Day 1: A Welcome
300 Days of Writing
Day 1: A Welcome
Ezekiel liked walking through graveyards without his shoes on. He said it helped him find the lost souls. The souls we came to save.
I didn’t mind the early morning walks through the graveyard: the early morning mist, the quiet, the dew on the grass. It was peaceful. There was a magick in the ground. I could smell the dead on the air—that soft and subtle decomposition masked by the elaborate bouquets people brought.
His sharp cry cut the quiet and pulled me away from my duties, my prayers, my mumblings, my incantations.
“Brother Ezekiel, what’s happened?” Though he was my biological father, I never called him that. Our spirits were siblings, united in the ether to the Holy One.”
“The sinner's glass.”
He had gashed his foot on a green glass bottle. Dark blood seeped onto the earth, and there was a shudder from the dead. I couldn’t risk this being construed as a sacrifice, I had to get him out of there.
“Come, brother.” I hoisted him over my shoulder and dragged him out of the yard. He was sweating and panting, his one leg useless, and despite his being a foot taller than me, we managed to make out way to the nearest house.
Yellow flaking paint, a wooden door, and an untended yard. I rang the doorbell, which was silent, and then, I knocked.
The was a soft shuffling inside, of heavy feet sliding across hardwood floors and then the door clicked open.

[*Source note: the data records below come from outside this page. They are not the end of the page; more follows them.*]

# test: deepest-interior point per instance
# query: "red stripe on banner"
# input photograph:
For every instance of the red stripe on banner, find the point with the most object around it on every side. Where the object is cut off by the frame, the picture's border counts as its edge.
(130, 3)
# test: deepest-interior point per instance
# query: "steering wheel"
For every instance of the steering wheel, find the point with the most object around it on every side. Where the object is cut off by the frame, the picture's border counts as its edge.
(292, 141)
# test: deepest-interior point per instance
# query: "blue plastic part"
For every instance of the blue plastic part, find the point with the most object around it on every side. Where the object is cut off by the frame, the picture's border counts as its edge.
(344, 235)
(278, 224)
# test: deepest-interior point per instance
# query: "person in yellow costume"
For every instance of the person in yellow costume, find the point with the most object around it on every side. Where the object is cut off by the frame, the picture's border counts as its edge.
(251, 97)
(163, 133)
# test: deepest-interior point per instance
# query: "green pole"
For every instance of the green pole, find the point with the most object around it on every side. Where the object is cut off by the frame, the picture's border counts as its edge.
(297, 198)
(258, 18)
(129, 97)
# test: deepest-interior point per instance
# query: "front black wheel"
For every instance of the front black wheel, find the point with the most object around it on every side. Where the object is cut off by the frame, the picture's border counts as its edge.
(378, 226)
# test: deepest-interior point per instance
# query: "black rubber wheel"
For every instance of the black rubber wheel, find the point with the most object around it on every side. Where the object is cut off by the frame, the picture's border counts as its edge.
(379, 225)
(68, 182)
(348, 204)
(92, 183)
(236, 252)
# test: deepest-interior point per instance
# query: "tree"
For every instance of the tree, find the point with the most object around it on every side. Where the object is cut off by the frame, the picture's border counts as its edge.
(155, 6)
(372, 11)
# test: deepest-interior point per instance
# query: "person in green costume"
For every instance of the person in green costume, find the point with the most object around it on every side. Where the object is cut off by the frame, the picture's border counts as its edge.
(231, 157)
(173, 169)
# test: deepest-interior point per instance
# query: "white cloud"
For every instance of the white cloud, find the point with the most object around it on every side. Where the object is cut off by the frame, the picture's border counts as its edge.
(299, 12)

“May I help you?” The man was in a dressing gown, grey and unshaven.
“Yes, please. My broth—my father here, he needs help.”
With a swift glance at my father’s bleeding foot and the man opened his door wide. “Come on in. Please.”
A stack of heavy papers fell on my desk with a thud. “First day on the job?”
It wasn’t an easy question to answer. I’d been an officer for fifteen years and had moved to Kansas
City a month ago, securing the position before the move. The paperwork would say that my first day was six days ago, but this was my first day meeting everyone, my first day in uniform and in the office.
“I guess you could say that.”
“Well, welcome.” Officer Garcia, I knew only by reading his name tag, sat down and kicked his feet onto the papers he’d slammed on my desk. “Not much exciting happens around here.”
“Nah. Not compared to… where you come from again?”
“New York,” I said, not clarifying that I was from the state and not the city. It made a difference, but I wanted the credit.